Egypt said on Friday its navy had found human remains, wreckage and the personal belongings of passengers floating in the Mediterranean, the first confirmation that an EgyptAir jet with 66 people on board had plunged into the sea.
Unconfirmed reports about flight data from the Airbus plane that disappeared while flying from Paris to Cairo in the early hours of Thursday local time pointed to several problems that its veteran pilot may have struggled with minutes before the crash.
"The Egyptian navy was able to retrieve more debris from the plane, some of the passengers' belongings, human remains, and plane seats," the Civil Aviation Ministry said in a statement.
President Abdel Fattah al-Sisi offered condolences for those on board.
The navy was searching an area about 290 km (180 miles) north of Alexandria, just south of where the signal from the plane was lost early on Thursday.
There was no sign of the bulk of the wreckage, or of a location signal from the "black box" flight recorders that are likely to provide the best clues to the cause of the crash.
EgyptAir Chairman Safwat Moslem told state television that the radius of the search zone was 40 miles, giving an area of 5,000 square miles, but said it may be expanded.
A European satellite spotted a 2 km-long oil slick in the Mediterranean, about 40 km southeast of the aircraft's last known position, the European Space Agency said.

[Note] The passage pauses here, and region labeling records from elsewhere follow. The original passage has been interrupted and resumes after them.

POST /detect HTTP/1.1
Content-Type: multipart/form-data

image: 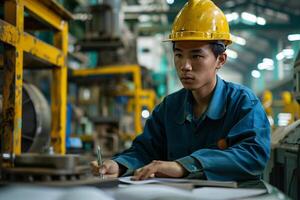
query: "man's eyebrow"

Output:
[191,49,204,53]
[174,48,182,51]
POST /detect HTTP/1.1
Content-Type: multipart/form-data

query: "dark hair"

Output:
[173,41,226,58]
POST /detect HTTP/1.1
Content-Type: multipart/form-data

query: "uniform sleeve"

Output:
[177,97,270,181]
[113,100,166,176]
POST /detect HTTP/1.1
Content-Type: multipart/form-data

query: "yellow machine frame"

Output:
[0,0,72,164]
[73,65,155,137]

Egyptian Prime Minister Sherif Ismail said it was too early to rule out any cause for the crash. The aviation minister said a terrorist attack was more likely than a technical failure, but offered no evidence.
Although early suspicion centered on Islamist militants who blew up another airliner over Egypt seven months ago, no group had claimed responsibility more than 36 hours after the disappearance of flight MS804, an Airbus A320.
CNN reported on Friday that flight data, from an automatic system called the Aircraft Communications Addressing and Reporting System (ACARS), said smoke alerts were triggered aboard the EgyptAir jet shortly before it crashed.
ACARS routinely downloads flight data to the airline operating the aircraft.
Two U.S. officials told Reuters they could not confirm CNN's report. But they said an electronic sensor system had detected some kind of disturbance outside the jet around the time investigators believe it began falling from cruising altitude.
One of the officials said the disturbance outside the aircraft may have been caused by its sudden and rapid breakup, but it also could have been generated by some kind of mechanical fault or accident or a possible explosion or attack.
The officials asked for anonymity when speaking about the still-evolving investigation.
A screen grab of the flight data transmitted by ACARS to operators on the ground, published on the website of the aviation journal AVHerald.com, indicated failures in the jet's flight control system and alerts related to smoke in a lavatory and the avionics system, minutes before the crash.
The screen grab provided on the website showed only very terse messages sent from the aircraft, such as "SMOKE LAVATORY SMOKE," "AVIONICS SMOKE" and "F/CTRL SEC 3 FAULT."
The U.S. officials said they could not confirm the authenticity the data, however, and EgyptAir officials could not be reached for immediate comment.